Bacterial cellulose production under agitated culture conditions using tobacco waste extract by a strain of Komagataeibacter sp. isolated from rotten mango.

OBJECTIVE

This study aimed to isolate an efficient bacterial cellulose (BC)-producing strain from rotten mango, optimize BC production though single-factor tests followed by Box-Behnken design (BBD) under agitated culture conditions using tobacco waste extract as the medium, and conduct the characterization of BC via Fourier transform infrared spectroscopy (FTIR), scanning electron microscopy (SEM), and X-ray diffraction (XRD).

RESULTS

Komagataeibacter sp. XMZ1 with a high-efficiency BC biosynthesis capacity was successfully isolated from rotten mango.
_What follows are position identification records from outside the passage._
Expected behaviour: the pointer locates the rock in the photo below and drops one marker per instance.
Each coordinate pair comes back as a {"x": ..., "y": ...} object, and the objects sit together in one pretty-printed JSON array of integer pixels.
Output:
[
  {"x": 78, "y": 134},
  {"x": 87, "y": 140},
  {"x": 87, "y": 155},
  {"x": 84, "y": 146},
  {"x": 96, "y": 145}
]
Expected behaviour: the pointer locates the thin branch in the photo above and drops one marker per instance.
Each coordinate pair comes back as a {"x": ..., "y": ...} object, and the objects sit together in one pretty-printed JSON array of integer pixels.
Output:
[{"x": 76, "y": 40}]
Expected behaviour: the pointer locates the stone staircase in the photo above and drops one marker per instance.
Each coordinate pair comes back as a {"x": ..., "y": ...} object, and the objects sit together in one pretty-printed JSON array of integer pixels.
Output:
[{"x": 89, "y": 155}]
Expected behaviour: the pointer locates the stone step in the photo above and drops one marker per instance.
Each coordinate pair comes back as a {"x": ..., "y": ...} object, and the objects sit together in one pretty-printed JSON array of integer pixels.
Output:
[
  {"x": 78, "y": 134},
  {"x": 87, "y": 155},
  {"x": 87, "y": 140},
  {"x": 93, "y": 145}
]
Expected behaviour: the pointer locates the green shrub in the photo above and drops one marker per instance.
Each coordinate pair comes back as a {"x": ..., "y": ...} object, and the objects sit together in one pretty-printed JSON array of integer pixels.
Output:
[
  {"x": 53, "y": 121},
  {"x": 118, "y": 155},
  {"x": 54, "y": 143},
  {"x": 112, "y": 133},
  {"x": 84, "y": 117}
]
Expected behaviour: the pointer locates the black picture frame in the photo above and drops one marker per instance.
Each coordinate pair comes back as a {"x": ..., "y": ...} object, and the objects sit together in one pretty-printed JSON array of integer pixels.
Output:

Subsequently, BBD was utilized to optimize the co-supplementation of lactic acid, ethanol, and yeast extract, demonstrating this statistical approach to be a reliable tool for both optimization and predictive modeling of BC yield. The optimized medium containing 2.1 g/L lactic acid, 1% (v/v) ethanol, and 2 g/L yeast extract resulted in a 2.1-fold enhancement of BC production, increasing the yield from 4.20 g/L to 8.85 g/L. The characterization of BC through FTIR, SEM and XRD revealed that BC produced under agitated culture conditions maintained similar chemical functional groups as the BC produced under static culture. However, the agitated culture products exhibited a more porous fibrillar network and a reduced crystallinity index.

CONCLUSION

This present study provides valuable insights into BC production under agitated culture conditions by making use of tobacco waste. Additionally, it offers BC structural characterizations that are relevant to potential industrial applications.